4. Réapprendre à vivre sans performance
Quitter Republik a ouvert un grand vide. Et dans ce vide, Anick Beaulieu a réappris à exister sans devoir prouver. Elle raconte son retour au corps, à la lenteur, à des gestes simples comme marcher, lire, ne rien faire… et à la liberté de ne plus devoir performer pour exister.
Elle parle aussi de la tentation de combler ce vide trop vite avec un nouveau projet, une nouvelle mission. Mais elle a choisi d’attendre, de s’écouter, et de laisser émerger ce qui avait vraiment envie de naître. Un exemple fort de patience et de réinvention consciente.
5. La reconstruction douce et intuitive
Aujourd’hui, Anick Beaulieu ne cherche pas à « revenir » — elle cherche à continuer, autrement. Elle partage les prémices d’une nouvelle façon d’être en affaires, plus alignée, plus respectueuse de ses limites, plus fluide.
Elle parle d’intuition, d’écoute, de collaboration non hiérarchique. De projets qui émergent du cœur, pas du calendrier. Et d’un leadership qui n’a plus besoin de crier pour être entendu. C’est une reconstruction qui ne suit aucun modèle, sauf le sien.
Qui est Anick Beaulieu?
Anick Beaulieu est une stratège en communications reconnue pour sa sensibilité, sa profondeur et sa capacité à poser les vraies questions. Cofondatrice de l’agence Republik, elle a contribué à positionner l’entreprise comme un joueur incontournable de la communication sociale et responsable au Québec.
Après plusieurs années à la tête de cette organisation en pleine croissance, elle a choisi de quitter son poste pour prendre soin de sa santé mentale et se reconnecter à elle-même.
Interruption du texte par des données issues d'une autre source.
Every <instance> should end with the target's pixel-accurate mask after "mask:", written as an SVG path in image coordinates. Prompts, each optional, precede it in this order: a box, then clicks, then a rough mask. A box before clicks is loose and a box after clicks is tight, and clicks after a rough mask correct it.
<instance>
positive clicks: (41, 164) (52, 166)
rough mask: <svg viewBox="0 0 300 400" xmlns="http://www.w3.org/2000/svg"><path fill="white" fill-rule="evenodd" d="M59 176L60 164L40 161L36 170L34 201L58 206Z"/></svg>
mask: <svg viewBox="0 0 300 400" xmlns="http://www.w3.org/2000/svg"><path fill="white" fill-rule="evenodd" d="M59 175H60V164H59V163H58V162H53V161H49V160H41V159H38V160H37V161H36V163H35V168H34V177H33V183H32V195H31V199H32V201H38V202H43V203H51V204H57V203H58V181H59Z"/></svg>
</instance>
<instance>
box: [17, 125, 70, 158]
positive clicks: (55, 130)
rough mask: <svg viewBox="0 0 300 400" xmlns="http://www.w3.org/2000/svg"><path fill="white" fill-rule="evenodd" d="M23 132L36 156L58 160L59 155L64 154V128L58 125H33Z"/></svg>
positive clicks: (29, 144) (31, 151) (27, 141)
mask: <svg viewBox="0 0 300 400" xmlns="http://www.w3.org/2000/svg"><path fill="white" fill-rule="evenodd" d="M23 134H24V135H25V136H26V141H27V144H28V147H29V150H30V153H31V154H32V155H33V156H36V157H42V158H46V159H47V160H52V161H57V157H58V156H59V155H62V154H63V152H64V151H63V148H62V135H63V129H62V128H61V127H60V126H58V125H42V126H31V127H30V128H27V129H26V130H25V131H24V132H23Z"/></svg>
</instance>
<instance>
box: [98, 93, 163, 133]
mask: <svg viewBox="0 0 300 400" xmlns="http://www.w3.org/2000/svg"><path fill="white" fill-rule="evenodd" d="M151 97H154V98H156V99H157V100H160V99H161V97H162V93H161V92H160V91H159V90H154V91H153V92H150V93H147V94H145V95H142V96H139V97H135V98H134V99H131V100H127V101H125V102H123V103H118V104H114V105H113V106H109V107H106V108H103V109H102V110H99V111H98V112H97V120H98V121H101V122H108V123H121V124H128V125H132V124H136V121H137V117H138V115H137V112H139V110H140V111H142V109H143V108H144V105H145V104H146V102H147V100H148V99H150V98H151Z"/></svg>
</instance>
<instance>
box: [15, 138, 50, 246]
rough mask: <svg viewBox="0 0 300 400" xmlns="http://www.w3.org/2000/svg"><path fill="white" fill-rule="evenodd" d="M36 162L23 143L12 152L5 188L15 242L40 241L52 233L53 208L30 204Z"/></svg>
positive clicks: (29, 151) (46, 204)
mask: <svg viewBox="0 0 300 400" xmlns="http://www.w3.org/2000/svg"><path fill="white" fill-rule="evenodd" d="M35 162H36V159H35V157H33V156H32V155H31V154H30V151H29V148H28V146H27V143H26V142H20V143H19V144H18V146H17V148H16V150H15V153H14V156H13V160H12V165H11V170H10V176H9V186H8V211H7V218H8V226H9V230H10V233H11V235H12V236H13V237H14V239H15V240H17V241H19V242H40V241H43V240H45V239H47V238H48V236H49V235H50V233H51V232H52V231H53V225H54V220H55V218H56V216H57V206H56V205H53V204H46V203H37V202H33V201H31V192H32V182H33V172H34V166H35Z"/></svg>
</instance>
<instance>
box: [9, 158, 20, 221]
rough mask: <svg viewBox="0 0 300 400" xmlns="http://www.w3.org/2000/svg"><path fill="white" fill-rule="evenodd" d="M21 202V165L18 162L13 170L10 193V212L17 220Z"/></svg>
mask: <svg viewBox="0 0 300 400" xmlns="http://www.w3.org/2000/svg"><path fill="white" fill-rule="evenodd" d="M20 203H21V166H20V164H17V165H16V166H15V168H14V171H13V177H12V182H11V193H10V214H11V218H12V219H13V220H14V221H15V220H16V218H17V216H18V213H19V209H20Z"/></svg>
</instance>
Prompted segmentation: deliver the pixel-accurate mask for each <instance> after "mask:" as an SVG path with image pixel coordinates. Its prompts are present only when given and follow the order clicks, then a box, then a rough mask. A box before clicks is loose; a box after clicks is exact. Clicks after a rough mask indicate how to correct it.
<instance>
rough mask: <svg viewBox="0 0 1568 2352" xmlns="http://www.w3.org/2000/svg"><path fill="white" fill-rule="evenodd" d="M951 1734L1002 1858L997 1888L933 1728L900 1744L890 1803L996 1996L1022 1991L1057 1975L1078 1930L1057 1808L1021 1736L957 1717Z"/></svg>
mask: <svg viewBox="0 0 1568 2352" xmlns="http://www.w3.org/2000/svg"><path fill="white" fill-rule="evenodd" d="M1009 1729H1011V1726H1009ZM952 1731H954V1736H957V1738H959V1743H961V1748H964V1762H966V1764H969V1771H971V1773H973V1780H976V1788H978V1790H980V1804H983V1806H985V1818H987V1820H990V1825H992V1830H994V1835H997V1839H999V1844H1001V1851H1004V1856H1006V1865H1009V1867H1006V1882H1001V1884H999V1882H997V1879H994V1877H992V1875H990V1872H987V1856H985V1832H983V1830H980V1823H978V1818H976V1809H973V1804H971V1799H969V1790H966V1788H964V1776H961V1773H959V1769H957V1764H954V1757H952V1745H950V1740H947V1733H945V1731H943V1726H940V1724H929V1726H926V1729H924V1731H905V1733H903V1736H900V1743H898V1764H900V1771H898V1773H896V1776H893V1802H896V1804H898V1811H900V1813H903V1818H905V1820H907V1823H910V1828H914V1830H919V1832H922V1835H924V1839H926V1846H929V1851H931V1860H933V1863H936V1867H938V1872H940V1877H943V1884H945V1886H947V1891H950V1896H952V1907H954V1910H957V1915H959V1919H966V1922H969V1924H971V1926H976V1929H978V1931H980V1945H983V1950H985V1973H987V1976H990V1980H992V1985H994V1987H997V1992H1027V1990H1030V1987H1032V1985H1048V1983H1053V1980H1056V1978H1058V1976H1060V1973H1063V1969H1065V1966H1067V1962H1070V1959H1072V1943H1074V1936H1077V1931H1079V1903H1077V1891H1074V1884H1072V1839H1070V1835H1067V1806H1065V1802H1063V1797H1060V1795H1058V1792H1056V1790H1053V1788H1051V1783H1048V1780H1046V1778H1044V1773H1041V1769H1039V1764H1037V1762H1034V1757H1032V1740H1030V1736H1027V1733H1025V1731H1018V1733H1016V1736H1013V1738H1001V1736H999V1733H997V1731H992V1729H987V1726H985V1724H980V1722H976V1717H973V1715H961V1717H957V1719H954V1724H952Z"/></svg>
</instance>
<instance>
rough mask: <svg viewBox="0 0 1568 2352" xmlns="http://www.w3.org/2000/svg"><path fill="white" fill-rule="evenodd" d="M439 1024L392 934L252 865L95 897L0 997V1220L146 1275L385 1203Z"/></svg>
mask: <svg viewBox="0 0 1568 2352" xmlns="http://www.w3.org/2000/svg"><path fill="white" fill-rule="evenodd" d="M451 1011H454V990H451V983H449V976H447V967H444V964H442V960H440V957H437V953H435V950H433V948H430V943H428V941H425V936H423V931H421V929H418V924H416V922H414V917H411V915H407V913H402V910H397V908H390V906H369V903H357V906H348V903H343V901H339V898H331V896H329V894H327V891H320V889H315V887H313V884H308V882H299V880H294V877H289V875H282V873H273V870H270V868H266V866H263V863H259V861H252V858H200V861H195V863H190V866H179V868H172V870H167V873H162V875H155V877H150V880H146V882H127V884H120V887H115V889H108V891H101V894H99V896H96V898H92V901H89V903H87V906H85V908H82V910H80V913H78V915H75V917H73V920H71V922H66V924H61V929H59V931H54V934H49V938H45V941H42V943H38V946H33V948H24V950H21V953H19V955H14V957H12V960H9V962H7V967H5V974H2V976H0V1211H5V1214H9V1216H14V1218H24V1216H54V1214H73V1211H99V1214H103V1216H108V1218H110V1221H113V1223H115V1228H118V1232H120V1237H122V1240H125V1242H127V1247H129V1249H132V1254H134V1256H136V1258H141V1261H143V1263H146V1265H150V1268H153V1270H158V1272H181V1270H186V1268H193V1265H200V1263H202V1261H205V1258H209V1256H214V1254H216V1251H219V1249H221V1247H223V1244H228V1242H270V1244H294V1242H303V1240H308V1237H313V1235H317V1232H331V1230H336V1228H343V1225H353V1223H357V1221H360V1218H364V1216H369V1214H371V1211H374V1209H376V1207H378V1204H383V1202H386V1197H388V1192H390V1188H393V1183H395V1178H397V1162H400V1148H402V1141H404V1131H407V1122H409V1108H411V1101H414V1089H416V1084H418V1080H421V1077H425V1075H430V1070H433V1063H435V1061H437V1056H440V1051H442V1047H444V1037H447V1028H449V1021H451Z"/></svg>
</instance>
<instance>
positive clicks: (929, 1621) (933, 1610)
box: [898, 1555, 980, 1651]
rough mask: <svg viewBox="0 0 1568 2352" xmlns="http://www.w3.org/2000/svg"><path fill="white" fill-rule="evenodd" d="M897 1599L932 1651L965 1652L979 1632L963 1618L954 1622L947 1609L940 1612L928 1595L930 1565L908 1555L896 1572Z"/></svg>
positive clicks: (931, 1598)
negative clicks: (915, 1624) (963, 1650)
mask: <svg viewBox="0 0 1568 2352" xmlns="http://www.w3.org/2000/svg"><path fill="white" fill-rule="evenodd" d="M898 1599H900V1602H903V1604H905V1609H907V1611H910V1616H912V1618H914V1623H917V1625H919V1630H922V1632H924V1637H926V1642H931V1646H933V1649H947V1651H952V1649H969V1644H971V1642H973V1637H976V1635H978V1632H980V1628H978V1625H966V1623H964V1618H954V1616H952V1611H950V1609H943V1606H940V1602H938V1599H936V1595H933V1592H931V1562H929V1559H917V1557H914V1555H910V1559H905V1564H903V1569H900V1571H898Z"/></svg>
Ce choix, à contre-courant des logiques de performance, a marqué un tournant dans sa vie personnelle et professionnelle.
Aujourd’hui, Annick explore de nouvelles façons de contribuer : à travers l’écriture, l’accompagnement, la réflexion stratégique. Elle s’intéresse particulièrement aux transitions identitaires, au bien-être des leaders et à la place de l’humain dans les organisations.
Sa trajectoire inspire par sa sincérité, son courage tranquille, et son refus de faire semblant. Annick Beaulieu ne cherche pas à occuper l’espace — elle cherche à l’habiter pleinement, avec cohérence et douceur.